İcra sanatçılarının söz konusu hukuki korunmadan yararlanabilmesi için iki koşulun bir arada bulunması gerekmektedir. İlk koşul, icraya konu edilen şey “eser” vasfı taşıyan bir fikri ürün olmalıdır. Dolayısıyla eser niteliği taşımayan ürünlerin icra edilmesi halinde icra sahibinin hukuki koruma elde etmesi mümkün görünmemektedir. İkinci koşul, icranın “özgün biçimde” yapılmasıdır.

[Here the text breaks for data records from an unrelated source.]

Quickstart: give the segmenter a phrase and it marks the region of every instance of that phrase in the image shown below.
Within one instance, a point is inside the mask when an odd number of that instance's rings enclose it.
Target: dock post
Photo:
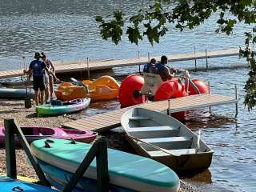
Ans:
[[[210,94],[210,81],[208,82],[208,94]],[[211,114],[211,108],[210,106],[209,106],[209,113]]]
[[[90,80],[90,67],[89,67],[89,58],[87,58],[87,76]]]
[[[237,100],[238,99],[238,86],[237,86],[237,85],[234,85],[234,94],[235,94],[234,98]],[[234,115],[234,118],[237,118],[238,114],[238,102],[236,102],[235,103],[235,115]]]
[[[195,46],[194,46],[194,71],[198,71],[198,67],[197,67],[197,58],[195,57]]]
[[[167,108],[167,114],[170,115],[170,100],[168,99],[168,108]]]
[[[208,70],[208,55],[207,55],[207,49],[206,49],[206,71]]]
[[[6,135],[6,176],[17,178],[16,154],[14,127],[10,121],[4,120]]]
[[[138,58],[140,58],[139,50],[138,50]],[[138,64],[138,73],[139,73],[139,74],[142,74],[141,65],[140,64]]]
[[[148,61],[149,61],[149,63],[150,63],[150,52],[147,52],[147,58],[148,58]]]
[[[82,65],[82,58],[80,60],[80,66]],[[82,70],[80,70],[80,78],[82,79]]]

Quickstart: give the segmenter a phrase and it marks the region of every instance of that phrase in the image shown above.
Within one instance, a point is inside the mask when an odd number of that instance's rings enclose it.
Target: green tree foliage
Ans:
[[[123,30],[131,43],[146,38],[153,46],[159,42],[161,37],[172,28],[182,31],[194,29],[203,23],[214,13],[218,14],[216,32],[230,34],[238,22],[256,23],[256,0],[155,0],[146,9],[142,9],[131,17],[116,11],[111,19],[96,17],[99,22],[103,39],[111,38],[118,44],[122,41]],[[124,23],[127,26],[124,26]],[[240,49],[240,57],[246,58],[250,63],[249,79],[245,86],[246,92],[245,105],[251,110],[256,105],[256,64],[255,54],[250,49],[256,42],[254,31],[246,33],[246,47]]]

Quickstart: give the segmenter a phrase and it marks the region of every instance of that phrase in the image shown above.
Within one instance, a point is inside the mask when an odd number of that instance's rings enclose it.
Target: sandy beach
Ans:
[[[60,127],[63,123],[71,121],[68,115],[57,117],[39,118],[35,113],[35,107],[33,106],[30,109],[24,107],[24,101],[0,99],[0,125],[4,124],[5,118],[14,118],[19,126],[38,126]],[[117,133],[114,131],[114,133]],[[122,141],[114,136],[114,134],[110,133],[105,135],[107,138],[108,146],[111,148],[119,148],[118,145],[122,145]],[[124,137],[123,137],[124,138]],[[117,139],[119,139],[119,144],[117,144]],[[122,140],[122,139],[121,139]],[[38,179],[34,169],[28,165],[26,154],[23,150],[16,150],[17,172],[18,175]],[[0,148],[0,174],[6,173],[6,151],[4,147]],[[195,187],[181,181],[180,192],[198,191]]]

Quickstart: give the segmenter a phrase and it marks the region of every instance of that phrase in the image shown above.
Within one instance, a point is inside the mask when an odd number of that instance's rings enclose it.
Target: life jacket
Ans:
[[[150,73],[151,66],[152,66],[151,63],[147,63],[147,64],[144,65],[143,72],[144,73]]]
[[[165,65],[164,65],[164,64],[162,64],[162,63],[158,63],[158,64],[156,64],[155,66],[154,66],[154,73],[159,74],[160,74],[160,71],[161,71],[164,67],[165,67]]]

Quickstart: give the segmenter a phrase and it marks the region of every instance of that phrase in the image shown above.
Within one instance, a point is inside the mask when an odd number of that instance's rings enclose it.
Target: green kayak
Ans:
[[[46,139],[42,139],[32,142],[31,149],[40,162],[55,167],[56,171],[48,175],[55,178],[59,171],[74,173],[91,146],[82,142],[71,144],[63,139],[50,140],[50,148],[45,146]],[[179,178],[171,169],[147,158],[108,149],[108,168],[110,184],[122,189],[149,192],[176,192],[179,189]],[[84,178],[97,179],[96,172],[94,159]]]
[[[36,107],[39,116],[52,116],[63,114],[74,113],[86,108],[90,98],[78,98],[69,102],[52,101],[50,104],[38,106]]]

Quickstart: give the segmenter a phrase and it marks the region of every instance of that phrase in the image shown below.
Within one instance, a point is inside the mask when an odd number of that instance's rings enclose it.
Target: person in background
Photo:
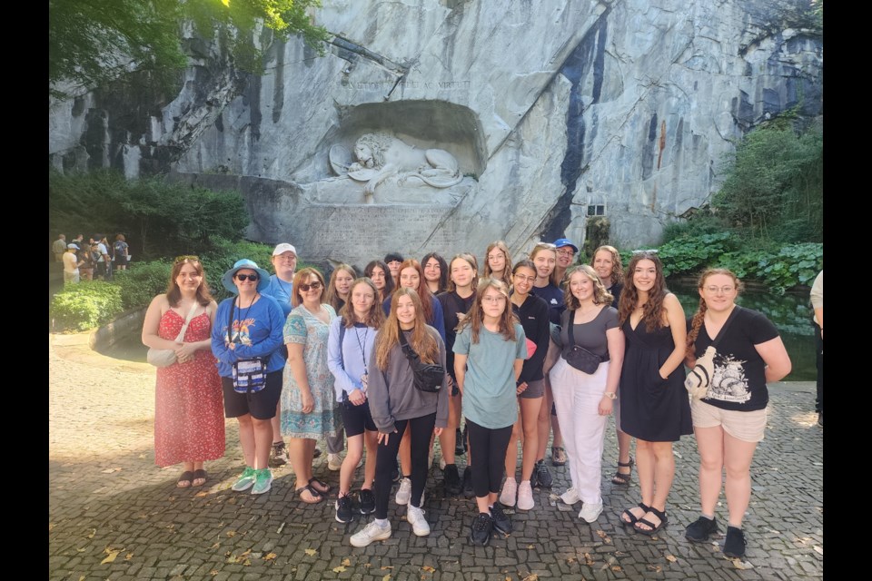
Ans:
[[[64,261],[64,254],[66,253],[66,235],[58,234],[57,240],[52,244],[52,252],[54,254],[55,262]]]
[[[511,257],[509,247],[501,240],[490,242],[484,252],[484,276],[511,286]]]
[[[818,397],[815,411],[818,425],[824,427],[824,271],[821,271],[811,285],[811,306],[815,310],[815,352],[818,367]]]
[[[284,319],[291,314],[293,305],[291,297],[293,296],[293,273],[297,270],[297,249],[292,244],[282,242],[272,250],[272,271],[275,272],[269,279],[269,284],[263,289],[263,294],[272,297],[282,307]],[[282,356],[287,359],[287,348],[282,345]],[[270,448],[270,466],[278,468],[288,463],[288,448],[282,438],[282,399],[275,404],[275,415],[271,420],[272,423],[272,448]],[[316,457],[317,458],[317,457]]]
[[[620,517],[624,527],[651,536],[666,526],[675,478],[672,442],[693,433],[684,387],[687,323],[666,288],[657,251],[638,251],[627,267],[618,318],[627,338],[620,372],[620,426],[636,438],[642,501]]]
[[[218,305],[196,256],[173,263],[166,292],[152,300],[143,323],[143,344],[175,351],[175,363],[157,368],[154,388],[154,464],[183,464],[180,488],[206,483],[204,463],[224,455],[221,377],[212,354]],[[189,319],[181,342],[176,338]]]
[[[685,364],[693,369],[708,348],[716,352],[708,390],[690,407],[699,449],[701,511],[685,537],[702,543],[718,532],[715,509],[726,468],[729,520],[724,555],[736,558],[745,556],[742,518],[751,498],[754,451],[766,431],[766,384],[790,372],[790,358],[765,315],[736,304],[742,286],[730,271],[706,271],[698,289],[699,308],[688,321]]]
[[[372,261],[363,269],[363,276],[372,281],[379,291],[379,304],[391,297],[396,285],[388,265],[382,261]]]
[[[112,246],[115,269],[119,271],[127,270],[127,259],[130,256],[129,246],[124,234],[115,236],[115,241]]]
[[[448,290],[448,264],[445,259],[436,252],[431,252],[424,255],[421,264],[424,269],[424,281],[431,292],[438,296]]]
[[[360,513],[375,511],[375,457],[378,449],[378,428],[366,399],[369,378],[366,368],[375,343],[375,334],[384,322],[384,313],[376,302],[379,291],[372,281],[353,281],[351,297],[340,316],[330,324],[327,343],[327,367],[333,374],[333,389],[339,402],[342,424],[348,435],[348,454],[339,473],[339,495],[336,498],[336,520],[348,523],[353,519],[351,489],[354,468],[366,448],[363,485],[358,493]]]
[[[624,271],[620,254],[614,246],[600,246],[593,251],[590,266],[597,271],[600,280],[614,300],[611,306],[618,308],[620,291],[624,290]],[[633,438],[620,429],[620,399],[615,399],[615,433],[618,437],[618,469],[611,477],[611,483],[629,485],[633,475],[633,458],[629,455]]]
[[[79,247],[70,242],[66,245],[66,253],[61,257],[64,261],[64,284],[79,282],[79,267],[84,263],[77,255]]]
[[[562,289],[566,270],[572,266],[575,255],[579,252],[579,247],[566,238],[554,241],[554,246],[557,248],[557,264],[554,265],[554,271],[551,273],[551,281],[559,289]]]
[[[388,265],[391,271],[391,278],[393,279],[393,288],[400,287],[400,267],[402,265],[402,254],[399,252],[388,252],[384,255],[384,263]]]
[[[391,313],[375,337],[369,357],[367,400],[379,429],[375,465],[375,518],[352,536],[352,547],[367,547],[391,537],[388,502],[397,451],[403,434],[411,433],[411,491],[406,520],[417,537],[430,535],[421,509],[427,480],[430,435],[439,436],[448,421],[448,374],[438,392],[414,387],[414,372],[400,340],[402,333],[422,363],[445,366],[445,343],[424,320],[421,299],[411,288],[397,289],[391,298]]]
[[[242,259],[221,277],[233,295],[218,305],[212,328],[212,352],[218,359],[218,374],[224,394],[224,416],[236,418],[239,443],[245,469],[231,486],[236,492],[252,489],[263,494],[272,484],[268,463],[272,448],[272,416],[282,395],[282,326],[284,317],[275,299],[262,293],[269,273],[248,259]],[[240,393],[233,387],[233,366],[259,359],[266,372],[260,391]]]
[[[524,328],[509,306],[509,287],[502,281],[482,279],[454,341],[454,377],[463,394],[463,416],[477,467],[472,486],[479,514],[470,531],[471,545],[487,546],[493,529],[504,535],[512,531],[497,495],[518,420],[517,395],[524,389],[518,378],[525,359]]]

Eser sahibi kendi eserini icra ettiğinde hem eser sahibi hem icracı sıfatını alarak her iki meslek birliğine üye olmaya ve her iki hukuki statünün korumasından yararlanmaya hak kazanır.
A) MALİ HAKLAR:
- İcrasının tespit edilmesi
- İcranın canlı verilmesi
- Temsili
- Tespitin çoğaltılması, kiralanması ve veya ödünç verilmesi dahil olmak üzere yayılması
- Radyo-TV, uydu veya kablo gibi telli veya telsiz yayın kuruluşlarında yayını ve yeniden yayını
- İşaret, ses ve/veya görüntü nakline yarayan araçlarla yayın veya yeniden yayınına
- Dijital ortamda umumun erişimine açmaya
- Telli ve telsiz araçlarla umuma iletimine
B) MANEVİ HAKLAR:
- İcra sahibi olarak tanınma
- İcrasının itibarını koruma (tahrifat veya bozmaya karşı çıkma)
Günümüz dünyasının merkezinde bulunan televizyon, internet gibi çoğaltma, yayma ve veri barındırma araçlarının varlığı, yaygınlığı ve hızlı gelişiminin karşısında yasal düzenlemelerin gelişimi yavaş kalmıştır. Bu durum icra sanatçılarının maddi ve manevi zarara uğramasına sebebiyet vermekte ve bu konuda düzenlenen yasalar yeterli korumayı ne yazık ki icra sanatçılarına sağlayamamaktadır. Dolayısıyla fikir ve sanat eserleri hukuku alanında uzman bir avukat danışmanlığında çalışmak icra sanatçısının hak kaybına uğramaması için tavsiye edilmektedir.